Here all men are voters, and all great questions are, apparently and in theory, left to the decision of the whole people. This popular form of government is a great instrument in developing and instructing the mind of the nation. It helps extend and intensify the intelligent activity which is excited by business and the press. Such is the nature of our political institutions that, in the free states, we have produced the greatest degree of national unity of action, with the smallest restriction of personal freedom, have reconciled national unity with individual variety, not seeking uniformity; thus room is left for as much individualism as a man chooses to take; a vast power of talent, enterprise and invention is left free for its own work. Elsewhere, save in England, this is latent, kept down by government. Since this power is educated and has nothing to hold it back; since so much brute work is done by cattle and the forces of nature, now domesticated and put in harness, and much time is left free for thought, more intelligence is demanded, more activity, and the citizens of the free states have become the most active, enterprising and industrious people in the world; the most inventive in material work.
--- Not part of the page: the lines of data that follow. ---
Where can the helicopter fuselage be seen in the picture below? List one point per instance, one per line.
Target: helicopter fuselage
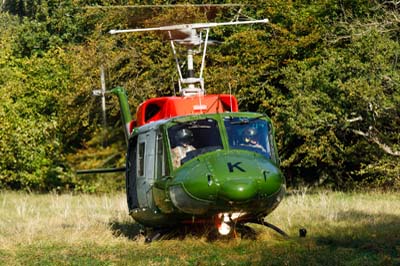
(221, 175)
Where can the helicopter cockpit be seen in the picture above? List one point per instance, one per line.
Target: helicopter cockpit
(191, 139)
(249, 134)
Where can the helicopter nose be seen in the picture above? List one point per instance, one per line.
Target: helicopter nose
(238, 190)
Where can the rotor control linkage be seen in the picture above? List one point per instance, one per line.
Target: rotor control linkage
(187, 35)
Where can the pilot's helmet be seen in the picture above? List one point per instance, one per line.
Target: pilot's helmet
(184, 135)
(250, 135)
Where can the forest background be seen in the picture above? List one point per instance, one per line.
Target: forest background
(327, 73)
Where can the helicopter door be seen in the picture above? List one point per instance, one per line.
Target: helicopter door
(145, 168)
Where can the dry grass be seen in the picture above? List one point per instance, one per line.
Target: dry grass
(343, 229)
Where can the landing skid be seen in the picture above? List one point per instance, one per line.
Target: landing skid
(273, 227)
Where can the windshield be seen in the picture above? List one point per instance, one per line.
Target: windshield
(193, 138)
(248, 134)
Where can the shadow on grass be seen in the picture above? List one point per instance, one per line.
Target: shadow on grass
(357, 238)
(129, 230)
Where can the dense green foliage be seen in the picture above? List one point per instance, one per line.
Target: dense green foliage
(326, 72)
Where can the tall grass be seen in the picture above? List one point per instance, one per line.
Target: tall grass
(343, 229)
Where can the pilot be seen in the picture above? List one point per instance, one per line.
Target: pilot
(250, 139)
(184, 138)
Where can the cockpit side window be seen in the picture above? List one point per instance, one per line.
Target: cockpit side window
(248, 134)
(190, 139)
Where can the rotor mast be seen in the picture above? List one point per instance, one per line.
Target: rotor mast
(191, 38)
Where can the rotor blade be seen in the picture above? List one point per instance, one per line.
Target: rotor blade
(190, 26)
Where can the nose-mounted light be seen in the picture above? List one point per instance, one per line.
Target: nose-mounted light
(224, 228)
(223, 222)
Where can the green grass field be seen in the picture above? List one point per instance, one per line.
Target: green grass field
(343, 229)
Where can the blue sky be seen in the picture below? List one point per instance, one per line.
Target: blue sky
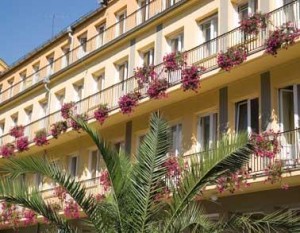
(26, 24)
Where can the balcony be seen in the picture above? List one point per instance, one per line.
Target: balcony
(203, 55)
(130, 23)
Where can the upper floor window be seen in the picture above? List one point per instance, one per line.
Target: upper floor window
(207, 131)
(36, 72)
(176, 139)
(247, 116)
(100, 37)
(50, 67)
(66, 56)
(82, 46)
(121, 23)
(73, 165)
(148, 57)
(143, 12)
(176, 43)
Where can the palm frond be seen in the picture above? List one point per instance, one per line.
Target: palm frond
(16, 193)
(148, 171)
(230, 155)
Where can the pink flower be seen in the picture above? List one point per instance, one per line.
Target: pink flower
(101, 113)
(22, 144)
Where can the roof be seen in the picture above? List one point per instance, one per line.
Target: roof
(59, 35)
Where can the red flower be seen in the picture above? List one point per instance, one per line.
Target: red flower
(22, 144)
(17, 131)
(101, 113)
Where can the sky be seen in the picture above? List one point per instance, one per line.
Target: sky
(26, 24)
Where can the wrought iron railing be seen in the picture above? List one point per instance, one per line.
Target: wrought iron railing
(204, 55)
(95, 43)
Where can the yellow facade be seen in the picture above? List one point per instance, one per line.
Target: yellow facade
(34, 89)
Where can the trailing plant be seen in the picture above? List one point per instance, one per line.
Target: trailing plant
(232, 57)
(254, 23)
(128, 101)
(174, 61)
(17, 131)
(144, 75)
(190, 78)
(22, 144)
(101, 113)
(7, 150)
(58, 128)
(282, 37)
(266, 144)
(68, 110)
(157, 88)
(40, 138)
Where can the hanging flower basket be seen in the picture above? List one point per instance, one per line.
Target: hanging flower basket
(101, 113)
(74, 124)
(58, 128)
(174, 61)
(252, 24)
(190, 78)
(282, 37)
(232, 57)
(40, 138)
(157, 88)
(144, 75)
(68, 110)
(7, 150)
(22, 144)
(128, 102)
(17, 131)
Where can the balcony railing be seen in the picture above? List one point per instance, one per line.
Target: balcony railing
(95, 43)
(204, 55)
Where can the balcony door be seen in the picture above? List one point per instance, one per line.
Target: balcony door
(288, 121)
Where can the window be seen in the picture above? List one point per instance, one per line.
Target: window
(100, 37)
(123, 73)
(209, 31)
(121, 23)
(36, 75)
(28, 112)
(2, 127)
(148, 57)
(176, 43)
(95, 163)
(120, 146)
(82, 46)
(99, 82)
(23, 81)
(10, 83)
(50, 68)
(143, 11)
(66, 56)
(247, 116)
(176, 137)
(43, 114)
(73, 165)
(207, 131)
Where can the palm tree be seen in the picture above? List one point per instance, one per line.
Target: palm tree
(132, 205)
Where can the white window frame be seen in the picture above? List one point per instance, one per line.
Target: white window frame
(178, 144)
(70, 158)
(213, 134)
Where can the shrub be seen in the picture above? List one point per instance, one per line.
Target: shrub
(282, 37)
(101, 113)
(40, 138)
(128, 102)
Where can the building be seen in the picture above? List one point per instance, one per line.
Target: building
(93, 61)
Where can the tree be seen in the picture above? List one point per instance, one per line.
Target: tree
(135, 203)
In all these three forms of action there is much to stir men to love of distinction. The career is open to talent, to industry; open to every man; the career of letters, business, and politics. Our rich men were poor men; our famous men came of sires else not heard of. The laurel, the dollar, the office, and the consequent social distinction of men successful in letters, business and politics, these excite the obscure or needy youth to great exertions, and he cannot sleep; emulation wakes him early, and keeps him late astir. Behind him, scattering "the rear of darkness," stalk poverty and famine, gaunt and ugly forms, with scorpion whip to urge the tardier, idler man. The intense ambition for money, for political power, and the social results they bring, keeps men on the alert. So ambition rises early, and works with diligence that never tires.

The Church, embracing all the churches under that name, cultivates the memory of men, and teaches reverence for the past; it helps keep activity from wandering into unpopular forms of wickedness or of unbelief. Men who have the average intelligence, goodness and piety, it keeps from slipping back, thus blocking to rearward the wheels of society, so that the ascent gained shall not be lost; men who have less than this average it urges forward, addressing them in the name of God, encouraging by hope of heaven, and driving with fear of hell. It turns the thought of the people towards God; it sets before us some facts in the life, and some parts of the doctrine, of the noblest One who ever wore the form of man, bidding us worship him. The ecclesiastical worship of Jesus of Nazareth is, perhaps, the best thing in the American church. It has the Sunday and the institution of preaching under its control. A body of disciplined men are its servants; they praise the ordinary virtues; oppose and condemn the unpopular forms of error and of sin. Petty vice, the vice of low men, in low places, is sure of their lash. They promote patriotism in its common form. Indirectly, they excite social and industrial rivalry, and favor the love of money by the honor they bestow upon the rich and successful. But at the same time they temper it a little, sometimes telling men, as business or the state does not, that there is in man a conscience, affection for his brother-man, and a soul which cannot live by bread alone; no, not by wealth, office, fame and social rank. They tell us, also, of eternity, where worldly distinctions, except of orthodox and heterodox, are forgotten, where wealth is of no avail; they bid us remember God.

Such are the good things of these great national forces; the good things which in this fourfold way we are teaching ourselves. The nation is a monitorial school, wonderfully contrived for the education of the people. I do not mean to say that it is by the forethought of men that the American democracy is at the same time a great practical school for the education of the human race. This result formed no part of our plan, and is not provided for by the Constitution of the United States; it comes of the forethought of God, and is provided for in the Constitution of the Universe.